One simple way to strike up a conversation is to simply ask “So what do you think about spiritual stuff?” This can be done during a conversation that involves death or spirituality. If the person responds “I’m an atheist,” you can ask, “So why don’t you believe in God?” That will usually give you an indicator as to what type of atheist they are and whether or not they are interested in continuing the conversation.
The intellectual atheist
These folks usually come off as confident and informed about why they don’t believe. They often view Christians as uniformed and unintelligent. These types of atheists often picked up their unbelief in university. But the truth is, they are usually misinformed. With this group it is important to have good questions, good answers and be very gracious.

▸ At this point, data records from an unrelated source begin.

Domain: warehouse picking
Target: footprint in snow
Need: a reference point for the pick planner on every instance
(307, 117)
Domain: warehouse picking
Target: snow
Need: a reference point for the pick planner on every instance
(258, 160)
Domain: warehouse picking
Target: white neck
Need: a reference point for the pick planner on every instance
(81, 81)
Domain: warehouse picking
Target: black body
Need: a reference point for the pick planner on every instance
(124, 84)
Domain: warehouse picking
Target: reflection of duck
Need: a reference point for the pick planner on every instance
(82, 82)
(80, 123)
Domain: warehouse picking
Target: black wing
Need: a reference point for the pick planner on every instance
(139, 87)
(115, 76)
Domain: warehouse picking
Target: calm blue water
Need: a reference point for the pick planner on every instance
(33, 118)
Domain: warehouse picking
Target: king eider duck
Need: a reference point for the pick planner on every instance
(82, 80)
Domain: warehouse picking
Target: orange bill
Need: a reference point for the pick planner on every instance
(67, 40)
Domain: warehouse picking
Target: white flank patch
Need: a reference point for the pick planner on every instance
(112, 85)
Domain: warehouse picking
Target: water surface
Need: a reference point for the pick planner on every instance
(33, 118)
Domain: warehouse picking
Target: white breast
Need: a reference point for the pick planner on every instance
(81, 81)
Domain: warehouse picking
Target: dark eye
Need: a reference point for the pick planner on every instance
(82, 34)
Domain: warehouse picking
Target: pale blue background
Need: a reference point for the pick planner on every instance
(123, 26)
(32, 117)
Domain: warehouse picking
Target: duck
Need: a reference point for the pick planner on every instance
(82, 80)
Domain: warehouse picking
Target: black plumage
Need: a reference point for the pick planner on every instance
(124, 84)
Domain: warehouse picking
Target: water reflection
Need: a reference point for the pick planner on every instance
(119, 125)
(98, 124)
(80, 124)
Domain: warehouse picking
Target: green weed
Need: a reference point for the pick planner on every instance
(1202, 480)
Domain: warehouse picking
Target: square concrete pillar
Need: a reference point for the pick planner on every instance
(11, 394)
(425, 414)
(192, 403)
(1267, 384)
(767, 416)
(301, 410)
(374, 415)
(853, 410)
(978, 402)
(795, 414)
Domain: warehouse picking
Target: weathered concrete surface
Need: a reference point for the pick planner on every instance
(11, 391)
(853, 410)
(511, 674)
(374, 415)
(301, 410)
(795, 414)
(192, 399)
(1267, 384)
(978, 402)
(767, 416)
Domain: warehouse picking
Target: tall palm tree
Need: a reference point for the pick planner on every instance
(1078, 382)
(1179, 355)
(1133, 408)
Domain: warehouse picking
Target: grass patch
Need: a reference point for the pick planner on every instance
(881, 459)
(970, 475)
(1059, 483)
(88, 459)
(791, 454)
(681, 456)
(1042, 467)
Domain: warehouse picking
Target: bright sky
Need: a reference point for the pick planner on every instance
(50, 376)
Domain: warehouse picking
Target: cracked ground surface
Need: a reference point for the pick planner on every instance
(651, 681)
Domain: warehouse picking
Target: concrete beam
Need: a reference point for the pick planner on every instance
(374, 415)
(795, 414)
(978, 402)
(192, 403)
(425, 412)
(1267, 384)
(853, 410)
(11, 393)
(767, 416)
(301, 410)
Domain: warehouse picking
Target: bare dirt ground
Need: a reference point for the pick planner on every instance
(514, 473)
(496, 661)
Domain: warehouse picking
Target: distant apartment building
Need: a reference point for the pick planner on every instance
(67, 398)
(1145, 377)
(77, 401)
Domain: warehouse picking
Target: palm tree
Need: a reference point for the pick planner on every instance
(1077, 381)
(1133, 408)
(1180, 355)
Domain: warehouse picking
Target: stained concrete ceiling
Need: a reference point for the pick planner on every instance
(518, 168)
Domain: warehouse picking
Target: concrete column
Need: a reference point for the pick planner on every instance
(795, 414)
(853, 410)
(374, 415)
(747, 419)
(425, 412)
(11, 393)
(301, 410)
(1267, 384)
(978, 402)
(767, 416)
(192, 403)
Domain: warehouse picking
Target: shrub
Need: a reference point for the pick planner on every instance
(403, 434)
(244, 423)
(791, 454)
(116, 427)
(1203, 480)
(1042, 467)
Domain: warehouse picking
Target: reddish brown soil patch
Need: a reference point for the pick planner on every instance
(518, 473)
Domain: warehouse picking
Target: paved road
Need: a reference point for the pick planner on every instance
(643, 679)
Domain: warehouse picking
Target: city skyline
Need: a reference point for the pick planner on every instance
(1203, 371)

John Lennox has done a great job of this in his debates with Richard Dawkins. I recommend watching one of their debates to see how Lennox does this. You can view one at https://vimeo.com/130616490 There are a lot of great resources to help you get informed. One book I suggest is Why I am a Christian available for $11.99 at http://shop.gospelfolio.com/Why-I-Am-A-Christian-Leading-Thinkers-Explain-Why-They-Believe/productinfo/X-2104/
The offended atheist
When asked why they don’t believe in God, this type of atheist may retort with a variety of reasons, but the emotion in which they respond will be the indicator that there is a deeper reason. This person needs unconditional love, patience and someone who is willing to listen.
Offended atheists are often offended for good reason. I’ve talked to some that have been abused by religious authority figures or seen their children die of horrific diseases. Reasoning with these people often comes off as giving pat answers to their hurt.
After you have shown real compassion and been praying for them, let them know that God cares about their hurt and that the things that hurt them hurt God too. Pointing them to the cross, you can let them know that God understands suffering and betrayal.
The cultural atheist
Cultural atheists have been raised in irreligious environments and have simply accepted the worldview that they were taught. They often view religion as outdated if they think about it at all. They are often uninformed about what they believe.
Asking good questions and presenting the gospel is very important. Ask them why they don’t believe in God and what do they mean when they say things like “I believe in science” or “the Bible is full of contradictions.”
All these groups need love, prayer and good questions. The love will show them that Christians really do care and God cares too. The prayer will be to call God to work on their souls. The questions will encourage them to think about the unbelief they have accepted, which they often try not to think about (Romans 1:18).